Tuesday, August 9, 2011

How dresses can be good for your mental health

My baby twirls.

Granted, it is a slow, wobbly circle that usually ends with her tumbling down and injuring her head. But it is clear that Bettie Anne has the Twirling Instinct.

That's what I focus on. Not the impossible fact that she's almost 1. Why is she growing up? I told her not to. She didn't listen. I think I need to ground her.

Rumor is she even has teeth in there, but I don't know how many. I don't want to know. Because big girls have teeth, and since she was just born yesterday, she can't be a big girl yet.

She walks. Like a mature homo sapiens -- all upright and stuff. We went shopping on Saturday, and she walked through the store and got lost and confused under a clothing rack. This is also very peculiar since she is only three days old.
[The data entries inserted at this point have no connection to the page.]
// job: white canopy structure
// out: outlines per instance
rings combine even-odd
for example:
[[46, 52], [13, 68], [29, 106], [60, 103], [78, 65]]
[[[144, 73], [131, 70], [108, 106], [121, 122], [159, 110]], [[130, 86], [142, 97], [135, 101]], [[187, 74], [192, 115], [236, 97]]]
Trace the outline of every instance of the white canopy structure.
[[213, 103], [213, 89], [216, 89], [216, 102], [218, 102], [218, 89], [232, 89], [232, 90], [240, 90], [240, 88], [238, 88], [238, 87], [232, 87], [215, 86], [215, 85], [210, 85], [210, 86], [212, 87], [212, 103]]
I am going to have another talk with Bettie tonight and explain to her why she needs to stop getting all grown up. Eleven months and 21 days is sufficient. Good job. She can stop now. Thanks.

Don't get me wrong. I adore the little lady she has become, especially how she rubs her hands together like she is washing them, and how she added in the cheerleader-style spirit fingers to the hand's-up "touchdown" move that Dad taught her for the Superbowl. My heart melts when she rocks her baby-doll while barking like a dog (like a poodle-mommy hybrid), and how she helps me do the laundry by pulling every single item out of all of the drawers.

I proudly watch my baby beginning to make sense out of the machine that we call Earth, but I warn her not to make too much sense out of things, because the unexplainable and indefinable parts are the most interesting.

Any parent knows it's incredible watching your baby define her personality and interests and abilities. And in all practicality, dresses fall much more gorgeously when they aren't bunched up around an immobile infant's milk-logged neck. A two-legged human being means no more dress folds. It means my daughter can experience the magical, floating feeling of a skirt twirling around her legs -- one of our first encounters with creating beauty.

I remember shortly after her birth (the superlative encounter with creating beauty), I was stuck in ICU. I couldn't hold her because I had lost too much blood to move my arms, and I had a thick transfusion tube implanted in my jugular, so I couldn't move my head. Bettie wasn't supposed to be there with me because it was dangerous for a preemie. But a nurse sneaked her down and placed her on my chest.

I remember whispering stuff into her hairy little ears (because she was born with hair on her ears like a monkey), and I told her things that we would do together. Some day, we would go to the park and dance and sing and sit under an apple tree. I told Bettie about twirling and tried to explain its significance, like how it creates a 360-degree, ever-rotating perspective shift and is such a pure form of pleasure. You should make sure you twirl at least three times every day, otherwise you could lose your grip on unreality, I explained.

Now, my baby twirls. All on her own.

I wonder if she absorbed what I told her. Maybe she's trying to show me that we made it; all of the promises I made her are coming true.

We have so much to celebrate on this first birthday. I know that. Remind me again. No dress folds, no dress folds, no tears, silly mama.

I think I need to commit to an extra 21 twirls every day this month. Because my perspective seems to be stuck looking backward.